Looking for the best scanners of 2020? We’ve got you covered, as on this page we’ve selected the best devices for home and office use.
Buying the best standalone scanner money can buy is still a wise investment for many people. Sure, there are some great all-in-one printers that can be used for scanning, but they just cannot compare to the best scanners that have been built for the specific purpose of digitally converting documents, photos and more.
If you work in a busy office that needs fast, high-quality, scanning, then you’ll want one of the best scanners we’ve listed right here.
So, if you’re in the market for one of the best scanners for your office or home, any of the scanners we’ve gathered up in this list will make sure you have a dependable and great-performing device.
You’ll also find our price comparison tool on this page, and it will automatically compare prices from a number of online retailers to make sure you get the very best deals when buying a new scanner.
Document scanners are all about being able to process large amounts of documents in a trustworthy, seamless and intuitive fashion, and being able to integrate the information collected in existing document management systems. You’re almost certainly looking at a sheet-fed scanner rather than a flatbed one, and there are plenty of models on the market to fit most needs including, at the very high-end, devices that can scan A3 sheets and perform 30,000 scans per day.
The Panasonic KV-S1027C represents an ideal middle ground in that it’s fairly affordable but delivers the sort of performance you’d expect from a more expensive model. It scans up to 45 pages per minute, has a USB 3.0 port and can scan anything from embossed ID cards to passports. Add in a 100-sheet ADF, integrated ISIS/WIA/TWAIN drivers and a three-year warranty as standard and you have a pretty compelling offering.
Flatbed scanners are the only way to go should you want a versatile unit to scan photos at high resolution, and the Canoscan 9000F Mark II ticks all the right boxes. It might be three-years-old but like the scanner market in general, there hasn’t been a lot of meaningful innovation in this particular arena.
The 9000F offers a scanning resolution of up to 9600×9600 dpi for film/slides and a quarter of that for photo and documents, all at 48-bit. It can handle negatives and filmstrips thanks to a built-in adaptor. It doesn’t require warm-up time and can also scan straight to a number of cloud-based services. It might be a tad bigger than its cousins (many of which would be using CMOS rather than CCD technology) but features like FARE (Film Automatic Retouching and Enhancement) will more than make up for that.

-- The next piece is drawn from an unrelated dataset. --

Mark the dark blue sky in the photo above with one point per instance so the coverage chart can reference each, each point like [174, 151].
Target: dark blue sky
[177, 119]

The most important feature in a network scanner is the presence of an Ethernet port. Many high-end document scanners will have one by default since they’re expected to service more than one person. The better models will offer a fast scanning speed coupled with integrated drivers, high daily duty cycles, the ability to scan to multiple destinations and a decent size document sheet feeder.
The Epson Workforce DS-860N offers all this and more – there’s a five-year warranty as default, and the ability to scan oversized folded documents (e.g. A3). It can scan at up to 65 pages per minute at a resolution of up to 600 dpi, with a daily duty cycle of 6,000 sheets. Two other smart features include colour enhance or colour dropout which either highlights or removes a particular colour from the scanned document.
SMBs must be flexible, and the same is true for the office equipment they use, which is why the ideal scanner for a small business may well be one that combines scanning, printing and, more often than not, faxing. Purists might not agree, but a single unit that can handle all these essential business functions is often a better option than having dedicated devices, especially if you are a one-man-band or a small team.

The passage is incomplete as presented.